Our study involved 14 TTE in total during the period from January 2017 to December 2021. It included seven cases with left TTE and seven cases with right TTE. The ages of the patients ranged from 0.5 to 2.25 years, with a median of 1.08 years. The patients complained of scrotal emptiness in eight cases and groin mass in six cases. All cases underwent preoperative physical examination and ultrasonography, and the final diagnosis was confirmed by diagnostic laparoscopy. Chromosomal analysis of peripheral blood showed that all 14 cases were normal males with karyotype 46, XY.

In the 14 TTE, a physical examination found 10 TTE, of which nine testes were located in the opposite scrotum, one testis was located in the opposite groin, and the four other testes were not touched by physical examination. In addition, physical examination revealed six cases with inguinal hernia and two cases with scrotal hemangioma.

All cases were diagnosed by preoperative ultrasound, and nine testes were located in the opposite scrotum, two testes were located in the opposite groin, and three testes were located next to the opposite iliac vessel in the abdominal cavity. Preoperative ultrasound showed the ectopic spermatic cord in six cases (6/14, 42.8%) and PMDS in one case (1/14, 7%). Preoperative ultrasound showed seven cases with inguinal hernia, three cases with contralateral cryptorchidism, and two cases with hemiscrotal hemangioma. Preoperative ultrasound showed normal testicular morphology and homogeneity in 14 cases of TTE, with no testicular atrophy, and CDFI showed blood flow signals in the testis parenchyma. The volume of the testis on the affected side of TTE measured by preoperative ultrasound was 0.33 ± 0.10 cm³, and the volume of the testis on the contralateral side was 0.37 ± 0.10 cm³. The volume of the testis on the affected side was smaller than that on the contralateral side, with a t-value of −2.910 and a P-value of <0.05, and the difference was statistically significant. The preoperative ultrasound features of transverse testicular ectopia in children were shown in Figures 1, 2.

FIGURE 1

Figure 1. Case 3, 0.67 years, chief complaint: left scrotal emptiness. Preoperative ultrasound: (A) Longitudinal section of the left scrotum showing no testicular echo in the left scrotum. (B) Longitudinal section of the right scrotum showing that there were two testes echoes in the right scrotum, and CDFI showed that there were punctate blood flow signals in the testis parenchyma. (C) Longitudinal section of the left inguinal region showing that the left spermatic cord extends through the perineum to the right scrotum, and CDFI showed the punctate blood flow signal in the left spermatic cord. (D) Left scrotal longitudinal section showing hemiscrotal hemangioma, and CDFI showed that the blood flow signal is abundant in the mass.

FIGURE 2

Figure 2. Case 14, 0.67 years, chief complaint: right scrotal emptiness. Preoperative ultrasound: (A) Cross section of the scrotum showing that the left testis is located in the left scrotum, and there was no testis echo in the right scrotum. (B) Cross section of the left lower abdomen showing that the right testis is located next to the left iliac vessel, and CDFI showed punctate blood flow signals in the testis parenchyma. (C) Longitudinal view of the right inguinal region showing no spermatic cord echo. (D) When the child was crying, the right testis passed through the left inner ring to the left inguinal canal.

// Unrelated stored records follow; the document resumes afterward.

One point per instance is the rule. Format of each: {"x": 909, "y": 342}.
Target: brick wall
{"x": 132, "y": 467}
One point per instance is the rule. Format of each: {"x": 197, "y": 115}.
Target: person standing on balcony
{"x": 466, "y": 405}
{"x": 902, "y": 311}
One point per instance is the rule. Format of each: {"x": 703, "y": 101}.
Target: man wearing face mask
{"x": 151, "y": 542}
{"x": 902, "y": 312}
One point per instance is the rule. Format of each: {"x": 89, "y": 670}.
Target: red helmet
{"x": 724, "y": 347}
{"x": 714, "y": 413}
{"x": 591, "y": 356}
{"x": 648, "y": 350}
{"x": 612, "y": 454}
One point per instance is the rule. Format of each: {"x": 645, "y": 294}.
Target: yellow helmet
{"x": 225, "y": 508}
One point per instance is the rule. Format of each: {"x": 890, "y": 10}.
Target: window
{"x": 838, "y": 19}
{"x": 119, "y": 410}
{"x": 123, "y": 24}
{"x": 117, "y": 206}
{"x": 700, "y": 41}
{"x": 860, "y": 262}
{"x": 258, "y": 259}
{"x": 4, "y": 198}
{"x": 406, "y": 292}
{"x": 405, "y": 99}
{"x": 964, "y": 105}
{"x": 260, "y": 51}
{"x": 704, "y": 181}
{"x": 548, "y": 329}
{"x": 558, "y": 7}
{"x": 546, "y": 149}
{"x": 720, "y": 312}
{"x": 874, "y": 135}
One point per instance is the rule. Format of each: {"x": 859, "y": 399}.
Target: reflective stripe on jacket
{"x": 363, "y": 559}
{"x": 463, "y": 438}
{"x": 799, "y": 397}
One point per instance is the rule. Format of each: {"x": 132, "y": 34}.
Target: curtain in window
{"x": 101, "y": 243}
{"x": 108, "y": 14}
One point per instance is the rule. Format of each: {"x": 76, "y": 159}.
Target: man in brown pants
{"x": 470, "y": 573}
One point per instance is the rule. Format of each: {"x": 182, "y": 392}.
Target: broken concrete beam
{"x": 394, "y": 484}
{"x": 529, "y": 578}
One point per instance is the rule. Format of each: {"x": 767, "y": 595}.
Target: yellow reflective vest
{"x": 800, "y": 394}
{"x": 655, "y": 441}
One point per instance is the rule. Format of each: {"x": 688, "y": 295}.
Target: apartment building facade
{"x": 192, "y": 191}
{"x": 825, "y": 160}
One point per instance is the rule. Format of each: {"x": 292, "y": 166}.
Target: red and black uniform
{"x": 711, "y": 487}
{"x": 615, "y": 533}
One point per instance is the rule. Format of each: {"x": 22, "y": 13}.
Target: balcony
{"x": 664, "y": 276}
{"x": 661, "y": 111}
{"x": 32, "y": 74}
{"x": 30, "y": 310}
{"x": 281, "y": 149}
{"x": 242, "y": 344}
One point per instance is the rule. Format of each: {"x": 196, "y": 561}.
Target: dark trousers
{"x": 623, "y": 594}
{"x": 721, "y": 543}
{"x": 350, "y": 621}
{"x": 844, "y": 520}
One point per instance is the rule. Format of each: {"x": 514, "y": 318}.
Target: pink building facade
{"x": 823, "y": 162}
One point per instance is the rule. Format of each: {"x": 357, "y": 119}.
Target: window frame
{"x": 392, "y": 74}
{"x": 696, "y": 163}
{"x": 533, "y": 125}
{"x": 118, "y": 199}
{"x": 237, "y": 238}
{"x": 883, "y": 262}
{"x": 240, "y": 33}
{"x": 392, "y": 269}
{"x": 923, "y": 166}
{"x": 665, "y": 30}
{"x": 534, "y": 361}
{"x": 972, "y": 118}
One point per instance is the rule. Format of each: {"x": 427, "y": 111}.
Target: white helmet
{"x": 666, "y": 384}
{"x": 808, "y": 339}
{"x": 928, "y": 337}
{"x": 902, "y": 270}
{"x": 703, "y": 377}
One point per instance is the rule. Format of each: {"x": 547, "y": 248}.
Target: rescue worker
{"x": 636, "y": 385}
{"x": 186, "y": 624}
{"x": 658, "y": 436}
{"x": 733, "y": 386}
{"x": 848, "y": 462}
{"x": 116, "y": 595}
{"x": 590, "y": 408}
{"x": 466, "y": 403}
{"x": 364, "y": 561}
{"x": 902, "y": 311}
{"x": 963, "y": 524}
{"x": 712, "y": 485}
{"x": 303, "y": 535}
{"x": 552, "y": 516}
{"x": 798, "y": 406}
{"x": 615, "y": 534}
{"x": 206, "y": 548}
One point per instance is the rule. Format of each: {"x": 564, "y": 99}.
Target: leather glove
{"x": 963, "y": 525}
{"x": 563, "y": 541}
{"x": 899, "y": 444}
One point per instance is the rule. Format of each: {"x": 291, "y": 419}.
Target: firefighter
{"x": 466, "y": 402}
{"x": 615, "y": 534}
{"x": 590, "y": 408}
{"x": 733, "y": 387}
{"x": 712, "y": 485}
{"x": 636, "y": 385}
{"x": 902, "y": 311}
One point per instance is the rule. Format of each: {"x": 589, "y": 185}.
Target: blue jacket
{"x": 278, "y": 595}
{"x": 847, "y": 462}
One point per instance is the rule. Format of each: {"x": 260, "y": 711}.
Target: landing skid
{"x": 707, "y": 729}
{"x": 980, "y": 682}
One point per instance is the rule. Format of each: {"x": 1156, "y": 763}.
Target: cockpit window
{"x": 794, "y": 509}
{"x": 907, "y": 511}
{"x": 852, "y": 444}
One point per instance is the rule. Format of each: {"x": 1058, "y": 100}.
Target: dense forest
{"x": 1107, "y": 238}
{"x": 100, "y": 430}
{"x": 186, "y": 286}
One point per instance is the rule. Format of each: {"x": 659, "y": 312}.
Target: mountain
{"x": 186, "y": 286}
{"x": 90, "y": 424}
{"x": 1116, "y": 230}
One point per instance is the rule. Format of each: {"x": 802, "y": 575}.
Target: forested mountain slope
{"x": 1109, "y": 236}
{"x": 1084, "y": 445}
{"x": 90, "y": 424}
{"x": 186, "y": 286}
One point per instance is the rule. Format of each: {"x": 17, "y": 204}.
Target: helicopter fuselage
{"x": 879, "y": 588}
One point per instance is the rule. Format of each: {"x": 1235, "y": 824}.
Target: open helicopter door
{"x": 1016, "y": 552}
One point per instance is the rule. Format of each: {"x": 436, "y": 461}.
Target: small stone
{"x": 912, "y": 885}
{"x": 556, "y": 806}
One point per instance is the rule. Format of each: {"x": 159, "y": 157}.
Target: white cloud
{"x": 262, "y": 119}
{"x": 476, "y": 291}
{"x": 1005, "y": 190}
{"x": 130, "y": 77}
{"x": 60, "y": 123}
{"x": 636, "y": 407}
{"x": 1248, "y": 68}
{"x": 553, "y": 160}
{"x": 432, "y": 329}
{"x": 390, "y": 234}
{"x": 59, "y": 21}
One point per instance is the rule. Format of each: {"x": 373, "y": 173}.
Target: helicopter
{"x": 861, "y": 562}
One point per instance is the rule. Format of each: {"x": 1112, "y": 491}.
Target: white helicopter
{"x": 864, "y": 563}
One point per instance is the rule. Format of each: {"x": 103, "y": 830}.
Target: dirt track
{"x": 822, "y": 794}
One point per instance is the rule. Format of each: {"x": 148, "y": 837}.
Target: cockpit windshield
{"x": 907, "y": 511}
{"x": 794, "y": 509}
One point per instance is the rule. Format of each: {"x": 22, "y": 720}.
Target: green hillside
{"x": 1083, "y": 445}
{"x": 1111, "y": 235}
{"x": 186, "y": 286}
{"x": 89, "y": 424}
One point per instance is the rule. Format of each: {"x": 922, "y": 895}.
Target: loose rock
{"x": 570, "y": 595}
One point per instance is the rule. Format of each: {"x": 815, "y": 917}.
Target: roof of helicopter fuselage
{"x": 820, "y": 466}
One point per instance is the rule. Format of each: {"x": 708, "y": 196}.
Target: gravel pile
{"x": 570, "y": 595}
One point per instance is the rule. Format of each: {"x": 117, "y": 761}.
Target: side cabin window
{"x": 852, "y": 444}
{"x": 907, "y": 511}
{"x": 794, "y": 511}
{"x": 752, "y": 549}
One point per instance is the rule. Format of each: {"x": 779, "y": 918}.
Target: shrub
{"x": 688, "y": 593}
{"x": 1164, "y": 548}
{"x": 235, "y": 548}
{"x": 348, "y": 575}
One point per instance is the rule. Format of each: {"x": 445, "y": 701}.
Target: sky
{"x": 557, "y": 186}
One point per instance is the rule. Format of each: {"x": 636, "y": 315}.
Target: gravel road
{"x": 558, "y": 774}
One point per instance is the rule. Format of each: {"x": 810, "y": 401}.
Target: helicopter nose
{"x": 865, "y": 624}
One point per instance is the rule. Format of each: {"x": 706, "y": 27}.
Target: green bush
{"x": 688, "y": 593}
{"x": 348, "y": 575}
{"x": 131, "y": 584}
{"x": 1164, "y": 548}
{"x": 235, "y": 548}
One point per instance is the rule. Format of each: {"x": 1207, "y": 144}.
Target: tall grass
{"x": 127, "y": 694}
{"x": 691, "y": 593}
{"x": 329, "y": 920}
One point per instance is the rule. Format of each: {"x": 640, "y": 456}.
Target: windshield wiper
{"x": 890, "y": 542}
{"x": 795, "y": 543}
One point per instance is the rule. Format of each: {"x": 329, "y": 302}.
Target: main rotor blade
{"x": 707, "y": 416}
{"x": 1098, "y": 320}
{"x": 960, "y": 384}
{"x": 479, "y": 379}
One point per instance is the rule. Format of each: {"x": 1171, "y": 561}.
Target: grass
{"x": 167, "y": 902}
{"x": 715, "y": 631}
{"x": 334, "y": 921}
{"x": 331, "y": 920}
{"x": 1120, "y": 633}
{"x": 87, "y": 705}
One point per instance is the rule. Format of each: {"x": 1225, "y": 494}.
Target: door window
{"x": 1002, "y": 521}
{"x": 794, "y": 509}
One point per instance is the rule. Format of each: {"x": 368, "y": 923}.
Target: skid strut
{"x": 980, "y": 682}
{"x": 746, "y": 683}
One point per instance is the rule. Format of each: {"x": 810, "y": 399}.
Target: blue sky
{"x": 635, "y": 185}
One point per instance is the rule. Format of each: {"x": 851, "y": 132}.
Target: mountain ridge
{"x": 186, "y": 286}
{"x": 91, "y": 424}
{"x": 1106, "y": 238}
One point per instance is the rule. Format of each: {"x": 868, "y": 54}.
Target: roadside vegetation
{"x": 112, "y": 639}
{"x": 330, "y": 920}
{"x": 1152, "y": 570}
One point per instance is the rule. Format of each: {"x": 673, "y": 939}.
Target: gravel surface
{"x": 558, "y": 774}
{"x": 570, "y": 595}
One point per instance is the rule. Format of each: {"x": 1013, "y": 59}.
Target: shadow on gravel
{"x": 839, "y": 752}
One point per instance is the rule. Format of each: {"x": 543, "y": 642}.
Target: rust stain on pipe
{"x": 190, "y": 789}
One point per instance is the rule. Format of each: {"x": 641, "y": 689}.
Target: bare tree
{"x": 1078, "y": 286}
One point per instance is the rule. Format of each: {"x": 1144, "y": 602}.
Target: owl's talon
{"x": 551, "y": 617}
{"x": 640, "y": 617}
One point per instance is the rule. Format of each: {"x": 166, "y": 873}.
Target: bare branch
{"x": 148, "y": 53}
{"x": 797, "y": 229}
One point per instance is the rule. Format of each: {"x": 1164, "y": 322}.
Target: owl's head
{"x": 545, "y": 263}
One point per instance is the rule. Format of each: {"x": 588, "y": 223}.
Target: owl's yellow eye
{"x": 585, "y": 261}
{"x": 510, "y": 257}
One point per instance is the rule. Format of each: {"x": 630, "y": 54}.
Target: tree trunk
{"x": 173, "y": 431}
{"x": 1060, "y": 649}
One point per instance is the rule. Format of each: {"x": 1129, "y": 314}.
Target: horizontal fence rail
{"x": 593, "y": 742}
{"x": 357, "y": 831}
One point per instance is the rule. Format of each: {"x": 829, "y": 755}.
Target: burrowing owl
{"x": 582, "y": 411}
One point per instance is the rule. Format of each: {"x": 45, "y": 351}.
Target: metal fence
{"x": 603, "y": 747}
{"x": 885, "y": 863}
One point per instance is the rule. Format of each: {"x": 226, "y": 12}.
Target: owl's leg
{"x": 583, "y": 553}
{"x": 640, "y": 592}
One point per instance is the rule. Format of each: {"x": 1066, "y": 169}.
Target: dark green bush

Diagnostic laparoscopy finally confirmed 14 cases of TTE, which was consistent with preoperative ultrasound, and the coincidence rate was 100% (14/14). Among the 14 cases of TTE, diagnostic laparoscopy showed that 12 cases had ectopic spermatic vessels and vas deferens (12/14, 85.7%), and six cases were associated with PMDS (6/14, 42.8%). Among the six cases of PMDS, three cases showed dysplastic uterine structures in the pelvis and three cases showed fallopian tube umbrella structures adjacent to the bilateral gonads. In addition, diagnostic laparoscopy showed seven cases of TTE with inguinal hernia and three cases of TTE with contralateral cryptorchidism. The demographic details of the 14 cases of transverse testicular ectopia in children are shown in Table 1.

TABLE 1

Table 1. Demographics of 14 cases of transverse testicular ectopia in children.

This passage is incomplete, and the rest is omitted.